Une divergence notable s’est installée sur le marché marocain du poulet, où les prix payés aux producteurs agricoles et ceux facturés aux consommateurs finaux évoluent de manière déconnectée. Cette situation, observée ces dernières semaines, préoccupe à la fois les éleveurs, qui dénoncent des marges insuffisantes, et les ménages, confrontés à une hausse des prix en rayon. Selon les professionnels du secteur interrogés, cette dynamique est principalement alimentée par une demande intérieure soutenue, qui contraste avec une production dont les coûts restent élevés.
Les causes structurelles de la tension
Plusieurs facteurs expliquent cet écart grandissant. En amont, les éleveurs font face à une flambée persistante du coût des intrants, notamment les aliments pour volailles, dont les prix sont indexés sur les cours internationaux des céréales. Les dépenses énergétiques et vétérinaires pèsent également lourdement sur les exploitations. Ces charges de production ne sont que partiellement répercutées dans le prix d’achat du poulet vivant, fixé lors des transactions avec les abattoirs et les grossistes.
Parallèlement, la demande des consommateurs marocains pour la viande blanche, perçue comme une protéine abordable, reste robuste. Cette consommation soutenue, notamment en période de fêtes ou lors d’événements familiaux, offre une marge de manœuvre aux acteurs de la distribution. Ces derniers ajustent leurs prix de vente au détail en fonction de la demande du marché, bien plus qu’en fonction du prix à la ferme, contribuant ainsi à élargir le différentiel.
Réactions et inquiétudes des acteurs
Les organisations professionnelles agricoles ont alerté les autorités sur la fragilité économique de nombreuses exploitations avicoles. Elles estiment que le prix à la production ne couvre pas toujours l’ensemble des coûts, mettant en péril la durabilité de la filière. De leur côté, les représentants de la grande distribution et des boucheries mettent en avant leurs propres contraintes, telles que les frais de logistique, de transformation, de réfrigération et de personnel, qui viennent s’ajouter au prix de la matière première.
Pour les consommateurs, cette situation se traduit par une pression sur le budget alimentaire. Le poulet, pilier de nombreux plats traditionnels, voit son accessibilité se réduire pour les foyers aux revenus modestes. Des associations de défense des consommateurs appellent à une plus grande transparence sur la formation des prix, de l’élevage jusqu’à l’étalage.

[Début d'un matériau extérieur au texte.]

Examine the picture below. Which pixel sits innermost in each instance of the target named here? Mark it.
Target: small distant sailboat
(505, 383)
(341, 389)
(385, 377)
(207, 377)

Le rôle des mécanismes de régulation
Face à cette tension, les pouvoirs publics suivent de près l’évolution du marché. Le ministère de l’Agriculture, de la Pêche Maritime, du Développement Rural et des Eaux et Forêts, en coordination avec le ministère de l’Intérieur et celui de l’Industrie et du Commerce, dispose d’outils de monitoring des prix des produits de première nécessité. Des réunions de concertation avec les interprofessions de la filière avicole sont régulièrement organisées pour évaluer l’équilibre entre l’offre et la demande et garantir un approvisionnement normal du marché.
Perspectives et évolutions attendues
L’avenir de cet écart de prix dépendra de l’évolution de plusieurs paramètres. La tendance des cours mondiaux des céréales, déterminante pour le coût de l’alimentation animale, sera scrutée. La capacité de la production locale à répondre à la demande sans surchauffe sera également un facteur clé. Enfin, les mesures que pourraient prendre les autorités pour apaiser le marché, sans toutefois fausser la concurrence, seront déterminantes.
Les observateurs s’attendent à ce que cette situation perdure à court terme, sous l’effet de la pression de la demande. Une normalisation pourrait intervenir à moyen terme si les coûts des intrants se stabilisent et que la production nationale parvient à suivre le rythme de la consommation. La prochaine réunion du comité de suivi des prix des produits de large consommation, prévue dans les semaines à venir, devrait fournir des indications plus précises sur la position des autorités concernant cette question économique et sociale sensible.